Searching for UTF-8 encoded subjects with imaplib

Question

I have some working code to fetch mail bodies and I want to filter the subject with a non-ascii string. Other forums suggest using the .uid class to do so, but the behavior is not logic to me.

Current code:

import imaplib
import email

username = secret
password = secret

imap = imaplib.IMAP4_SSL("imap.gmail.com")

status, messages = imap.select("INBOX",readonly=True)

res, msg = imap.search(None, 'HEADER Subject "string to be encoded with UTF-8"')

Suggested code:

import imaplib
import email

username = secret
password = secret

imap = imaplib.IMAP4_SSL("imap.gmail.com")

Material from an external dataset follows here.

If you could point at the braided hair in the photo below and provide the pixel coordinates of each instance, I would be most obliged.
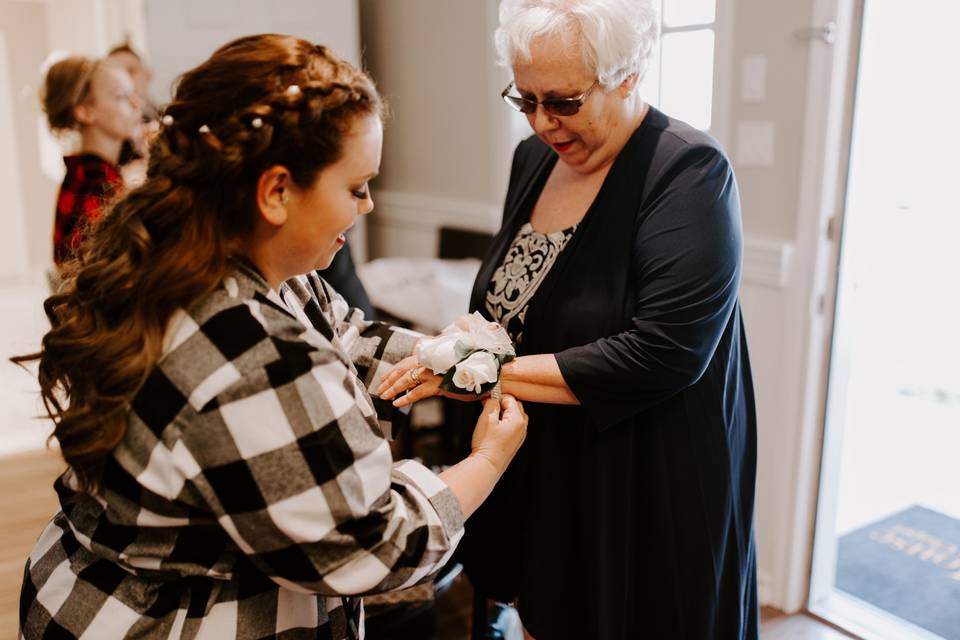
(258, 102)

status, messages = imap.select("INBOX",readonly=True)

imap.literal = u"string to be encoded with UTF-8".encode('utf-8')
res, msg = imap.uid('SEARCH', 'CHARSET', 'UTF-8', 'SUBJECT')

The suggested code works fine, but the returned array (msg[0]) contains indicies of the mailbox that are out of bounds. On the contrary when I use the .search class, valid indices are returned instead as long as I search for ASCII strings (both UTF-8 and non-UTF-8 encoded strings aren't accepted here). I don't quite understand the behaviour and logic of .uid because of this. I'd be grateful if someone can help me on the way.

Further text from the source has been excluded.